Unfortunately, as soon as I start talking about testing, I start getting into several areas of discussion (unit tests, behavior tests, integration tests, Test-Driven Development and so on) that could easily consume another half-dozen magazine issues on their own, and I don’t want to crack that Pandora’s box here. Whatever your testing methodology or preference, suffice it to say that you must have some kind of testing presence in an Oak application (or any application, but the need is much higher in any dynamically typed environment), however you choose to test.
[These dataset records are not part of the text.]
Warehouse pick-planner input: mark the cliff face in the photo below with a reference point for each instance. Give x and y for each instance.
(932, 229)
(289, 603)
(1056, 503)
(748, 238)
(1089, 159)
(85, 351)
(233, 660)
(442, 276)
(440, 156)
Meanwhile, the AddComment method is still missing.

Comment Away

In this particular case, when the user types a comment into the view, it POSTs to the HomeController Comments method, which looks like so:

public ActionResult Comments(dynamic @params)
  dynamic blog = blogs.Single(@params.BlogId);
  return RedirectToAction("Index");

As you can see, the controller is first obtaining the blog ID tucked away in the BlogId parameter coming from the form, then using it to find the corresponding blog entry via the Single method on the DynamicRepository, then calling blog.AddComment to store the comment. (Again, just to make the points, both “pro” and “con”: This code has been in place since the second part of this series, and I’m just now running into the fact that the AddComment method hasn’t existed until now.)

Defining this method is pretty straightforward; on the Blog class, add this method:

void AddComment(dynamic comment)
  // Ignore addition if the body is empty
  if (string.IsNullOrEmpty(comment.Body)) return;
  // Any dynamic property on this instance can be accessed
  // through the "_" property
  var commentToSave = _.NewComment(comment);

The only real question mark in this method is the use of the underscore (_.NewComment(comment)), which is a placeholder for the “this” reference. The underscore has full awareness of the dynamic nature of this object, which the “this” reference wouldn’t; rather than having to worry about the differences, the underscore lets you use everything “this” would, plus more.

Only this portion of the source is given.